Ron Howard beleuchtet in „Eden“ das spektakuläre Scheitern einer utopischen Idee.
Die Vorstellung vom idealen Platz zum Leben, vom viel zitierten Garten Eden, zählt zu den großen, traditionellen Topoi der Kulturgeschichte. Ein durch das bekannte biblische Kapitel über das Paradies samt der Vertreibung daraus traditionelles, tief verwurzeltes Konzept, das sich in zahlreichen Religionen, Kulturen und Mythen wiederfindet. Und gerade angesichts der gesellschaftlichen Verhältnisse moderner Prägung übt die Idee, sich einen Platz zu schaffen, wo man das (Zusammen-)Leben nach eigener Fasson gestalten kann, auf manche Menschen ein ganz besonderes Faszinosum aus. Zu diesen zählt auch jene Charaktere, die vermeinten, ihr Glück auf der abgelegenen Insel Floreana, die sich im Galápagos-Archipel befindet und zum Staatsgebiet von Ecuador zählt, zu finden. Ron Howard hat sich mit seiner neuen Regiearbeit dieser auf wahren Begebenheiten beruhenden Geschichte, die auch international für einiges Aufsehen gesorgt hat, angenommen.
Rückzug
1929 beschließt der Arzt Friedrich Ritter (Jude Law) seine deutsche Heimat samt ihren politischen und ökonomischen Verwerfungen hinter sich zu lassen und sich mit seiner Lebensgefährtin Dore Strauch (Vanessa Kirby), die an Multipler Sklerose erkrankt ist, auf Floreana niederzulassen.
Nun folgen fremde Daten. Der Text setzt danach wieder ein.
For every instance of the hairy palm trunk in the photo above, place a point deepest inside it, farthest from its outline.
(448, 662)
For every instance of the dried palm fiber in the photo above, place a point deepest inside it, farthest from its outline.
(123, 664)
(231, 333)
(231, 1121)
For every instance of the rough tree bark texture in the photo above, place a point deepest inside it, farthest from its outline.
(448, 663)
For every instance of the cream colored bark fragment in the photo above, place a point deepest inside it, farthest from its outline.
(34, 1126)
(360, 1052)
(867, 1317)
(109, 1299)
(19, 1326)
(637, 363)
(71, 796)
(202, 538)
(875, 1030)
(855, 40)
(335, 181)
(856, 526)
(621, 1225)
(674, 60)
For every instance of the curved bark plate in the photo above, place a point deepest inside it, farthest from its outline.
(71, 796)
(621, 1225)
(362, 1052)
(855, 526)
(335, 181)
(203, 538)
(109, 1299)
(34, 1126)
Die menschenleere, 173 Quadratkilometer große Insel ist für Ritter aber nicht nur Rückzugsort, sondern auch Platz, um in aller Ruhe seine eigene Philosophie, mit der er nicht weniger zu erreichen hofft, als die Menschheit zum Umdenken zu bewegen, zu Papier zu bringen. Ganz konsequent ist Ritters Abkehr von der Gesellschaft, die er eigentlich ablehnt und ziemlich gering schätzt – insbesondere jene mit kapitalistischen Vorstellungen –, freilich nicht. In einem am Strand befindlichen Briefkasten deponiert er Schriftstücke, die von gelegentlich vorbeifahrenden Schiffen mitgenommen werden. Mittels dieser Texte, die in verschiedenen Zeitungen publiziert wurden, machte Ritter auf sein Leben als Aussteiger aufmerksam und gelangte in Europa zu einer gewissen Bekanntheit.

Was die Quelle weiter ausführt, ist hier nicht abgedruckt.